Control the controllables
In any given situation, there are things we can’t control and things we can control. To use a sports analogy, in a game, you can’t control what the referees do or what the other team does, you can only control how you respond to them. No matter how unfair a ref’s call or how frustrating the action of an opponent, you can only control your effort, attitude, and response to these uncontrollables to influence the outcome of the game. In this coronavirus world, new norms (like wearing face masks in public) or things that happen to you (like being laid off) are things that are beyond your control. Establishing a familiar ritual (like a daily walk) or how you respond to the uncontrollables (like your attitude) are within your control.
Even while mourning the losses and changes you’ve experienced due to this pandemic, you can channel your energy into the things you can control. You can search for new jobs if you were laid off; you can work on adjusting wedding plans to a new date; you can make your work-from-home space comfortable and inviting; you can find activities your kids can do at home. Taking action reminds you that there are things you can control, even when so much of your life feels out of your control due to these unforeseen changes. Taking action might include proactive steps like honing your skills for a job interview or your fall season, or it could look like keeping a daily gratitude journal to cultivate a more positive mindset.

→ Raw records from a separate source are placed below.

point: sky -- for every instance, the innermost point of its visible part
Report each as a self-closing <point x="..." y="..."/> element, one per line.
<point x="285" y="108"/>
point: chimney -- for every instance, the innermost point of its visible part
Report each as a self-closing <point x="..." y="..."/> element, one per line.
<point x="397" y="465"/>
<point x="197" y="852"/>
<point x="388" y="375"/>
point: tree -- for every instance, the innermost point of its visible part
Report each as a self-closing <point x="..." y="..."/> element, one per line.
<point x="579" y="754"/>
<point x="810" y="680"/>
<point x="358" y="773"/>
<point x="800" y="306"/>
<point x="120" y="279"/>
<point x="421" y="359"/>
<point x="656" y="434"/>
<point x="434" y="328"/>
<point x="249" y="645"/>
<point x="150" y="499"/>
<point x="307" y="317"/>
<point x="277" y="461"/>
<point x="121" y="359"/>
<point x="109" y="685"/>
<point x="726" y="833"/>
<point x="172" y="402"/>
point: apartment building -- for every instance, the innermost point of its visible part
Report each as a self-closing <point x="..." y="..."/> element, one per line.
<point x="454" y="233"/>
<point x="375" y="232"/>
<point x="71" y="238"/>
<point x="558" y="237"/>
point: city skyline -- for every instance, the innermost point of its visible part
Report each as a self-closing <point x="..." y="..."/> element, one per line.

While it’s important to take time to intentionally grieve, as mentioned, you can continue to grieve and simultaneously take action in whatever way you can control. Contrary to popular belief, grieving is not necessarily a distinct time period that nicely ends and gets wrapped up with a bow. Rather, grieving is often an ongoing process that can happen even as we seemingly “move on.” So, you can both be angry, sad, frustrated (or whatever emotion the changes brought by this pandemic may evoke) and feel motivated, grateful, hopeful, or whatever other feelings focusing on the controllables may elicit.
Life is a series of seasons, and change is always inevitable. But the changes wrought by coronavirus have been unusual in that they were sudden, extreme, and for most of us, unlike anything we’ve experienced before. For this reason, we could all benefit from incorporating a few practices into our lives to help us navigate change more gracefully.